Two Lives, Deeply Connected

Analysts frequently presented Schubert’s two lives as entirely separate: the experimental avant garde artist on one side, the anatomical artist supporting herself separately. “I have always believed that her dual selves were intimately linked,” states a scholar. “One cannot be employed for three decades in an anatomy department daily for hours on end without being affected by the surroundings.”

Anatomical Echoes in Geometric Shapes

The revelatory nature of a present showcase is the way it follows these anatomical influences within creations that superficially look completely abstract. Around 1985, the artist created a group of shaped canvases – geometric shapes, subsequently labeled. Art writers grouped them with the popular geometric abstraction trend. However, the reality was uncovered much later, during an archival review of her possessions.

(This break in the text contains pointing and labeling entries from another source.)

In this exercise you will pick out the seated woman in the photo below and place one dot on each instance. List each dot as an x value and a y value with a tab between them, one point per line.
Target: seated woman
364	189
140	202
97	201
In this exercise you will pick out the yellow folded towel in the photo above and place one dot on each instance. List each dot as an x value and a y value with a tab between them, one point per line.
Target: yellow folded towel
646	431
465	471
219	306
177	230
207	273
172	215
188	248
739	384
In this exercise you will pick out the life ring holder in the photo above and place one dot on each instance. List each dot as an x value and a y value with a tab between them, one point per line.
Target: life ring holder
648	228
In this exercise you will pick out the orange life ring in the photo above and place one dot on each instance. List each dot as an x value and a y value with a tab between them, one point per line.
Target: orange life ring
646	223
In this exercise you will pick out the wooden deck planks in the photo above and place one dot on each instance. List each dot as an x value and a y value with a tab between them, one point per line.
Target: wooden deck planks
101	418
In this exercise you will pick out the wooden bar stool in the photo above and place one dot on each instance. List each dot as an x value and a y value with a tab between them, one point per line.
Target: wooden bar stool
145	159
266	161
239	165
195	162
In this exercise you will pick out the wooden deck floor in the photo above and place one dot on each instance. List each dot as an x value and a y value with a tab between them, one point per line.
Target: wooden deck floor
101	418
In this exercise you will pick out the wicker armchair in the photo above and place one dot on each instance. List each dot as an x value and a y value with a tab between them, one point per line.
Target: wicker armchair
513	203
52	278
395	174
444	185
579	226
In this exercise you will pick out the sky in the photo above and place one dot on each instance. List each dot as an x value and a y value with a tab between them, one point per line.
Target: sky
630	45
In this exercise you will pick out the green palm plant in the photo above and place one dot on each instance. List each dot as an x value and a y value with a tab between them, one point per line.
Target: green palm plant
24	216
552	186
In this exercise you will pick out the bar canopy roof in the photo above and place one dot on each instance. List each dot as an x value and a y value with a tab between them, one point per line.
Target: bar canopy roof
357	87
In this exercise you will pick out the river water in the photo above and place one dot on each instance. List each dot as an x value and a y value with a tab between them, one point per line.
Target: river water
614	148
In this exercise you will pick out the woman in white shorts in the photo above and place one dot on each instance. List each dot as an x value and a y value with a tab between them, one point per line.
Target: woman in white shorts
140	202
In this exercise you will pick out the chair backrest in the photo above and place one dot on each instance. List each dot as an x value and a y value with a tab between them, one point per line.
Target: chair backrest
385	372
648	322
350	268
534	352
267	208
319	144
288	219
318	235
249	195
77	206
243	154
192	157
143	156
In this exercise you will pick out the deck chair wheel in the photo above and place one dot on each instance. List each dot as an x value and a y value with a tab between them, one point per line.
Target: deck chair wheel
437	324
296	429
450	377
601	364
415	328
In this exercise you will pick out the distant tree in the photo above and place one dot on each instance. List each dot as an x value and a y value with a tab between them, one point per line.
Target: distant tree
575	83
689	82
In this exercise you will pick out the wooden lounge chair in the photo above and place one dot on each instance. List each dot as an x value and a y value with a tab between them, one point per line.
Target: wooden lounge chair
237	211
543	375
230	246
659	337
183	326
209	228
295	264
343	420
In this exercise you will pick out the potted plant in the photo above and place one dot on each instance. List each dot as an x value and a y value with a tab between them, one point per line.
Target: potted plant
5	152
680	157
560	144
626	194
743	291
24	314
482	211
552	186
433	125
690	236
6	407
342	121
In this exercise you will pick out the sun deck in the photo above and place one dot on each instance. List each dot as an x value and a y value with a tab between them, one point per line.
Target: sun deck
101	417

“The question was posed: how are these forms made?” states an associate. “Her response was straightforward: it's a human face.” The distinctive hues – known among associates as her personal red and blue – were identical tints used for drawing neck vasculature in anatomy books for a surgical anatomy textbook employed throughout European medical schools. “It became clear those hues emerged concurrently,” the account notes. The angular paintings were actually abstracted human forms – created concurrently with her daytime medical drawing.

A Turn Towards the Organic

During the transition into the 1980s, the artist's work shifted direction again. She initiated works using wood lashed with straps. She arranged collections of bone, petals, spices and ash on floors. Questioned about the move to natural substances, she expressed that the art world had become “barren theoretically”. She was driven to cross lines – to engage with truly ephemeral substances as a response to art that had metaphorically withered.

A 1979 piece entitled 100 Roses, saw her strip a hundred roses of their petals. She wove the stems into circles on the ground with the leaves and petals arranged inside. When observed in a curatorial context, it still held its power – the floral elements now totally preserved yet astonishingly whole. “The aroma remains,” a commentator notes. “The colour is still there.”

The Artist of Mystery

“My aim is to remain enigmatic, to conceal my process,” Schubert confided during one of her final conversations. Mystery was her method. She would sometimes exhibit fake works while hiding originals under her bed. She destroyed certain drawings, only retaining signed reproductions. Even with showings at prestigious exhibitions and being celebrated as a pioneering figure, she granted virtually no press access and her art was predominantly unrecognized abroad. A present retrospective marks her first significant external showcase.

Confronting the Violence of War

The 1990s arrived, bringing the Yugoslav Wars. Violence reached Zagreb itself. She reacted with a collection of assembled pieces. She adhered press images and headlines onto panels. She reproduced and magnified them. Then she obscured the surface with paint – black bars resembling barcodes. {Geometric forms obscured the images beneath|Angular shapes hid the pictures below|

James Schmidt
James Schmidt

A seasoned gaming analyst with over a decade of experience in casino strategy development and player psychology.